I am trying to use a TPU with Google Cloud's Kubernetes engine. My code returns several errors when I try to initialize the TPU, and any other operations only run on the CPU. To run this program, I am transferring a Python file from my Dockerhub workspace to Kubernetes, then executing it on a single v2 preemptible TPU. The TPU uses Tensorflow 2.3, which is the latest supported version for Cloud TPUs to the best of my knowledge. (I get an error saying the version is not yet supported when I try to use Tensorflow 2.4 or 2.5).
When I run my code, Google Cloud sees the TPU but fails to connect to it and instead uses the CPU. It returns this error:
tensorflow/stream_executor/platform/default/dso_loader.cc:59] Could not load dynamic library 'libcuda.so.1'; dlerror: libcuda.so.1: cannot open shared object file: No such file or directory
tensorflow/stream_executor/cuda/cuda_driver.cc:312] failed call to cuInit: UNKNOWN ERROR (303)
tensorflow/stream_executor/cuda/cuda_diagnostics.cc:156] kernel driver does not appear to be running on this host (resnet-tpu-fxgz7): /proc/driver/nvidia/version does not exist
tensorflow/core/platform/cpu_feature_guard.cc:142] This TensorFlow binary is optimized with oneAPI Deep Neural Network Library (oneDNN)to use the following CPU instructions in performance-critical operations: AVX2 FMA
To enable them in other operations, rebuild TensorFlow with the appropriate compiler flags.

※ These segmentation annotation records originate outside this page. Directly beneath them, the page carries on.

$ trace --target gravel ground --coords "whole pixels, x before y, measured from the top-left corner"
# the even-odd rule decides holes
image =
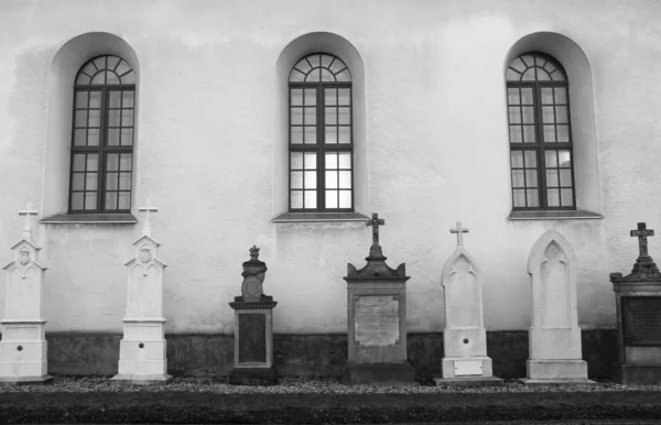
[[[472,394],[472,393],[566,393],[566,392],[661,392],[661,385],[620,385],[613,382],[572,385],[524,385],[517,380],[502,386],[344,385],[336,378],[280,378],[274,386],[230,385],[227,378],[175,377],[166,385],[112,385],[111,377],[54,377],[46,385],[0,385],[6,392],[213,392],[219,394]],[[660,394],[661,396],[661,394]]]

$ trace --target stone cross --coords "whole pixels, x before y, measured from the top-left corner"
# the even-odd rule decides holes
[[[23,233],[21,236],[28,241],[32,240],[32,224],[30,216],[36,216],[37,212],[36,209],[32,209],[32,203],[28,203],[25,209],[19,211],[19,216],[25,216],[25,227],[23,228]]]
[[[379,244],[379,226],[386,226],[386,220],[379,218],[377,212],[372,212],[372,218],[365,222],[365,226],[372,227],[372,244]]]
[[[151,238],[151,217],[150,212],[159,212],[158,207],[149,207],[149,199],[147,199],[147,207],[140,207],[138,210],[140,212],[144,212],[144,227],[142,228],[142,235],[149,236]]]
[[[631,230],[631,237],[638,237],[638,248],[640,257],[649,257],[647,251],[647,237],[654,236],[654,230],[648,230],[644,222],[638,224],[638,230]]]
[[[468,233],[468,229],[465,229],[462,227],[462,221],[457,221],[457,228],[449,229],[449,232],[457,233],[457,246],[462,246],[462,244],[464,244],[464,235],[463,233]]]

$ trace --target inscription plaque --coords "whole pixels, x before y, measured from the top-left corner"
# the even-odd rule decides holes
[[[399,344],[399,299],[394,295],[360,296],[355,308],[357,345],[384,347]]]
[[[239,363],[267,361],[267,315],[239,314]]]
[[[661,346],[661,297],[622,297],[622,330],[628,346]]]

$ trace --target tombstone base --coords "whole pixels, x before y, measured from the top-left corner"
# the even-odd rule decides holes
[[[53,383],[53,377],[0,377],[0,385],[44,385]]]
[[[275,385],[278,373],[274,367],[270,368],[232,368],[229,371],[231,385]]]
[[[585,360],[528,360],[527,379],[533,381],[588,381]]]
[[[110,378],[112,385],[165,385],[170,381],[172,381],[171,374],[120,373]]]
[[[408,361],[401,363],[349,363],[344,367],[345,385],[415,383],[415,370]]]
[[[500,386],[505,384],[502,378],[497,377],[434,378],[434,382],[436,382],[436,386]]]
[[[661,384],[661,364],[616,364],[615,382],[622,385]]]

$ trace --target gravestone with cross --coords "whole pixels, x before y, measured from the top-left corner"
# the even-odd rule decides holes
[[[274,385],[278,374],[273,367],[272,296],[264,295],[267,264],[258,259],[259,248],[249,250],[243,262],[241,296],[229,306],[235,310],[235,361],[229,383],[236,385]]]
[[[626,384],[661,383],[661,273],[648,250],[654,231],[639,222],[638,259],[631,273],[611,273],[617,312],[618,362],[616,381]]]
[[[46,319],[42,317],[43,281],[46,268],[39,261],[32,240],[31,218],[37,211],[28,204],[22,239],[11,249],[13,261],[4,266],[6,305],[0,341],[0,384],[44,383],[47,374]]]
[[[468,229],[457,222],[457,247],[449,255],[441,277],[445,288],[445,329],[443,330],[442,378],[436,384],[500,385],[487,356],[487,331],[483,315],[481,272],[464,247]]]
[[[149,200],[148,200],[149,205]],[[167,374],[166,341],[163,317],[163,272],[165,263],[156,257],[160,243],[151,237],[151,212],[156,207],[141,207],[144,212],[142,235],[133,242],[133,259],[127,286],[127,313],[123,338],[119,342],[118,373],[115,384],[164,384]]]
[[[349,353],[343,371],[347,384],[412,383],[414,370],[407,359],[405,265],[386,264],[379,243],[379,226],[386,221],[372,214],[372,244],[367,264],[357,270],[348,264],[347,316]]]
[[[528,330],[527,378],[521,382],[594,383],[581,350],[576,302],[576,254],[556,230],[545,231],[528,258],[532,320]]]

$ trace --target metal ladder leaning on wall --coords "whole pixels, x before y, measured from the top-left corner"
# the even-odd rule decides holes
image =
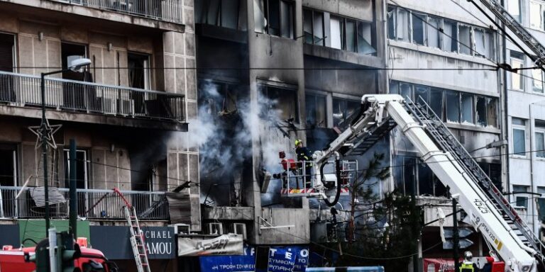
[[[448,128],[434,113],[429,106],[419,98],[419,101],[414,103],[409,98],[405,100],[405,108],[422,125],[427,134],[444,152],[449,152],[457,160],[471,179],[483,189],[503,217],[504,220],[517,234],[522,243],[534,249],[537,253],[536,257],[545,261],[543,255],[544,246],[532,231],[532,229],[522,220],[497,189],[488,176],[483,171],[473,158],[468,153],[462,144],[456,140]]]
[[[125,212],[125,219],[129,226],[131,232],[131,245],[133,247],[133,254],[134,254],[134,260],[136,261],[136,268],[138,272],[151,272],[150,263],[148,259],[148,253],[145,251],[145,243],[142,234],[142,230],[140,229],[138,217],[136,215],[136,210],[134,206],[127,201],[121,192],[117,188],[114,191],[125,202],[123,207]]]

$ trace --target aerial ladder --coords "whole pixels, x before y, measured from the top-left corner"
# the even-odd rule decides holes
[[[543,265],[544,245],[424,101],[414,103],[397,94],[375,94],[363,96],[361,102],[360,114],[350,127],[325,149],[313,154],[314,196],[334,205],[338,193],[330,202],[331,186],[321,181],[324,164],[331,157],[338,162],[341,156],[365,153],[397,125],[422,161],[450,188],[473,226],[505,262],[506,269],[536,271],[538,264]]]
[[[478,0],[486,9],[492,12],[506,28],[509,28],[517,38],[532,51],[529,53],[522,46],[517,45],[534,62],[536,67],[545,72],[545,47],[536,39],[524,27],[523,27],[511,14],[504,8],[501,3],[497,0]],[[476,0],[468,0],[471,2],[480,12],[486,16],[499,29],[502,29],[502,26],[494,20],[488,13],[486,13]],[[512,40],[514,41],[514,38],[507,32],[505,34]],[[516,42],[515,42],[516,43]]]

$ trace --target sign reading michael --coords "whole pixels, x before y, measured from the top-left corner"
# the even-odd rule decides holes
[[[242,235],[233,234],[204,239],[178,237],[178,256],[242,255]]]

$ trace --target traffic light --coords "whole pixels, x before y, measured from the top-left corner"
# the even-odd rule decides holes
[[[67,232],[57,234],[57,266],[58,272],[72,272],[74,261],[82,256],[79,246]],[[38,271],[37,271],[38,272]]]

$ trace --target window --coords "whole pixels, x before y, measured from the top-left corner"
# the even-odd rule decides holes
[[[286,0],[254,0],[255,32],[293,38],[294,5]]]
[[[513,154],[526,157],[526,120],[513,118]]]
[[[127,53],[128,86],[150,89],[150,56],[138,53]]]
[[[528,208],[528,196],[524,193],[528,193],[529,188],[529,186],[513,185],[513,194],[517,207]]]
[[[459,33],[458,40],[460,42],[460,52],[466,55],[471,55],[471,27],[461,23],[458,25]]]
[[[313,94],[307,94],[305,97],[307,108],[307,125],[309,127],[326,128],[326,97]]]
[[[462,94],[462,123],[473,124],[473,95]]]
[[[507,0],[507,11],[520,23],[520,0]]]
[[[425,45],[426,40],[426,16],[412,12],[412,42]]]
[[[544,6],[538,1],[530,0],[530,28],[544,30]]]
[[[246,28],[239,0],[199,0],[195,1],[195,21],[231,29]]]
[[[443,50],[458,52],[458,23],[444,20],[443,23]]]
[[[0,144],[0,186],[17,186],[17,152],[14,145]],[[16,216],[15,195],[7,190],[1,193],[3,209],[0,210],[0,216]]]
[[[536,93],[543,93],[543,72],[541,69],[532,70],[532,89]]]
[[[13,72],[15,66],[15,35],[0,33],[0,71]],[[13,80],[4,78],[0,88],[0,101],[15,101]]]
[[[396,35],[397,40],[404,42],[409,41],[409,12],[403,8],[397,8],[397,18],[396,20]]]
[[[446,121],[460,123],[460,95],[454,91],[445,92],[446,101]]]
[[[524,66],[524,55],[522,53],[511,52],[511,67],[513,69],[522,68]],[[522,70],[517,72],[510,73],[511,74],[511,89],[513,90],[524,90],[524,81],[520,75]]]
[[[358,101],[333,98],[333,126],[347,128],[359,109],[360,103]]]
[[[536,120],[535,128],[536,157],[545,158],[545,121]]]
[[[86,150],[76,150],[76,188],[89,188],[89,162],[87,152]],[[70,152],[65,149],[65,188],[70,187]],[[87,209],[87,198],[84,193],[77,195],[77,212],[78,215],[84,215]]]
[[[261,86],[263,95],[270,100],[268,110],[275,112],[275,117],[280,120],[293,118],[299,121],[297,113],[297,96],[295,90]],[[267,113],[264,113],[267,114]]]
[[[428,16],[428,46],[434,48],[441,48],[441,36],[439,36],[439,29],[441,21],[439,18]]]
[[[324,33],[324,13],[303,10],[303,30],[304,42],[312,45],[325,45]]]
[[[431,88],[429,92],[429,106],[439,119],[443,120],[443,90]]]
[[[0,33],[0,71],[13,72],[15,35]]]

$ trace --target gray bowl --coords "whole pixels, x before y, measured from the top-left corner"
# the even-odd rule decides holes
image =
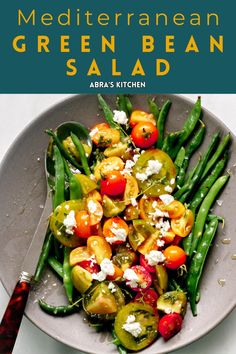
[[[114,106],[115,96],[105,96]],[[167,130],[181,127],[193,102],[180,96],[158,95],[161,105],[170,98],[172,107],[167,122]],[[135,108],[147,109],[147,95],[133,95]],[[38,117],[18,137],[8,151],[0,169],[0,278],[10,294],[19,276],[22,261],[29,247],[39,221],[46,195],[44,177],[44,151],[48,137],[47,128],[55,128],[64,121],[75,120],[92,127],[102,121],[95,95],[72,97]],[[207,124],[207,135],[201,151],[207,145],[210,136],[220,130],[222,134],[229,129],[210,112],[204,110],[203,120]],[[195,156],[195,160],[197,158]],[[201,282],[201,301],[198,316],[193,318],[188,310],[182,331],[168,342],[158,339],[142,353],[161,354],[173,351],[192,343],[220,323],[236,304],[236,250],[234,206],[235,206],[235,137],[231,147],[229,168],[232,176],[219,197],[221,206],[215,205],[214,212],[225,217],[224,229],[219,228],[212,247]],[[230,238],[229,244],[224,240]],[[108,333],[98,334],[90,328],[84,314],[74,314],[66,318],[54,318],[42,312],[36,301],[44,297],[52,304],[65,303],[62,284],[47,270],[42,282],[31,292],[26,316],[40,329],[53,338],[88,353],[117,353],[111,344]]]

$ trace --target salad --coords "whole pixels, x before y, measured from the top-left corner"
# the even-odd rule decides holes
[[[165,129],[171,102],[149,111],[128,95],[87,129],[67,122],[47,130],[53,212],[38,262],[62,280],[68,305],[38,301],[43,311],[85,311],[97,331],[112,332],[120,353],[139,351],[181,330],[189,301],[197,315],[200,280],[218,224],[212,214],[226,185],[230,134],[212,135],[190,168],[206,126],[197,99],[182,129]]]

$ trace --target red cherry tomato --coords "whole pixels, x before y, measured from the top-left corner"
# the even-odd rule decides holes
[[[133,286],[132,281],[128,280],[127,278],[126,278],[126,285],[128,285],[134,291],[142,291],[150,288],[152,284],[152,276],[148,273],[148,271],[144,267],[137,265],[131,267],[130,269],[133,270],[137,276],[137,280],[134,281],[136,285]]]
[[[99,272],[99,265],[93,262],[90,259],[86,259],[78,263],[78,265],[84,269],[86,269],[89,273],[98,273]]]
[[[117,196],[125,191],[126,179],[119,171],[112,171],[101,180],[101,193]]]
[[[153,289],[147,289],[140,291],[134,298],[135,302],[141,302],[152,306],[154,309],[157,308],[158,294]]]
[[[143,254],[140,254],[139,258],[140,265],[143,266],[149,273],[155,273],[155,267],[150,266],[148,264],[148,261],[146,260],[145,256]]]
[[[81,238],[88,238],[91,235],[91,225],[89,213],[86,210],[78,211],[75,214],[76,227],[74,233]]]
[[[131,137],[137,147],[147,149],[157,141],[158,130],[153,123],[141,122],[134,126]]]
[[[179,246],[169,246],[163,251],[166,257],[166,268],[177,269],[186,262],[186,254]]]
[[[181,330],[183,319],[178,313],[164,315],[158,325],[160,335],[168,340]]]

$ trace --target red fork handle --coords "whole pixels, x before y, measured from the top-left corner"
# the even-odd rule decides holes
[[[0,354],[11,354],[13,351],[31,287],[31,278],[26,274],[22,272],[0,324]]]

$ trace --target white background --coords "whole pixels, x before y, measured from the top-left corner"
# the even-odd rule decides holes
[[[16,136],[40,113],[70,95],[0,95],[0,161]],[[184,95],[193,100],[197,95]],[[202,95],[205,108],[220,118],[236,134],[236,95]],[[235,235],[234,235],[235,236]],[[235,294],[236,296],[236,294]],[[0,283],[0,317],[9,300]],[[212,299],[212,303],[217,299]],[[214,306],[214,305],[213,305]],[[175,354],[235,354],[236,310],[204,338]],[[24,318],[14,354],[79,354],[48,337]]]

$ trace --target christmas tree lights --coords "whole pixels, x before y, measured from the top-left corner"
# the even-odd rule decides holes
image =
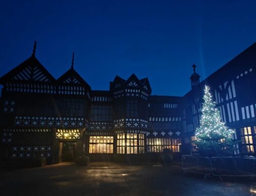
[[[196,130],[197,149],[202,156],[230,156],[233,151],[233,132],[221,121],[209,91],[210,88],[205,85],[200,126]]]

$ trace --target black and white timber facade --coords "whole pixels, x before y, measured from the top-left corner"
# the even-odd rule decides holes
[[[222,120],[236,130],[236,155],[255,155],[256,43],[200,82],[193,66],[183,97],[151,95],[147,78],[118,76],[95,91],[73,66],[54,78],[32,56],[0,78],[1,158],[46,157],[48,164],[87,155],[93,160],[148,159],[168,148],[194,150],[205,84]]]

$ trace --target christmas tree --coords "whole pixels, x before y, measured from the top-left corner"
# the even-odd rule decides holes
[[[205,85],[200,126],[196,130],[197,149],[204,156],[230,156],[233,151],[233,131],[221,122],[220,111],[215,107],[209,90]]]

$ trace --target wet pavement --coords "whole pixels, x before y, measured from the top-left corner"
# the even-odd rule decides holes
[[[1,195],[256,196],[255,179],[204,180],[177,165],[62,163],[0,174]]]

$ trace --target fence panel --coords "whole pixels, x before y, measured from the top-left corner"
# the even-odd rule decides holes
[[[206,157],[183,155],[181,158],[182,169],[186,171],[203,174],[204,178],[210,175],[210,159]]]
[[[212,157],[211,173],[221,176],[256,176],[256,158]]]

tensorflow/core/platform/profile_utils/cpu_utils.cc:104] CPU Frequency: 2299995000 Hz
tensorflow/compiler/xla/service/service.cc:168] XLA service 0x561fb2112c20 initialized for platform Host (this does not guarantee that XLA will be used). Devices:
tensorflow/compiler/xla/service/service.cc:176] StreamExecutor device (0): Host, Default Version
tensorflow/core/distributed_runtime/rpc/grpc_channel.cc:301] Initialize GrpcChannelCache for job worker -> {0 -> 10.8.16.2:8470}
tensorflow/core/distributed_runtime/rpc/grpc_channel.cc:301] Initialize GrpcChannelCache for job localhost -> {0 -> localhost:30001}
tensorflow/core/distributed_runtime/rpc/grpc_channel.cc:301] Initialize GrpcChannelCache for job worker -> {0 -> 10.8.16.2:8470}
tensorflow/core/distributed_runtime/rpc/grpc_channel.cc:301] Initialize GrpcChannelCache for job localhost -> {0 -> localhost:30001}
tensorflow/core/distributed_runtime/rpc/grpc_server_lib.cc:405] Started server with target: grpc://localhost:30001
TPU name grpc://10.8.16.2:8470
The errors seem to indicate that tensorflow needs NVIDIA packages installed, but I understood from the Google Cloud TPU documentation that I shouldn't need to use tensorflow-gpu for a TPU. I tried using tensorflow-gpu anyways and received the same error, so I am not sure how to fix this problem. I've tried deleting and recreating my cluster and TPU numerous times, but I can't seem to make any progress. I'm relatively new to Google Cloud, so I may be missing something obvious, but any help would be greatly appreciated.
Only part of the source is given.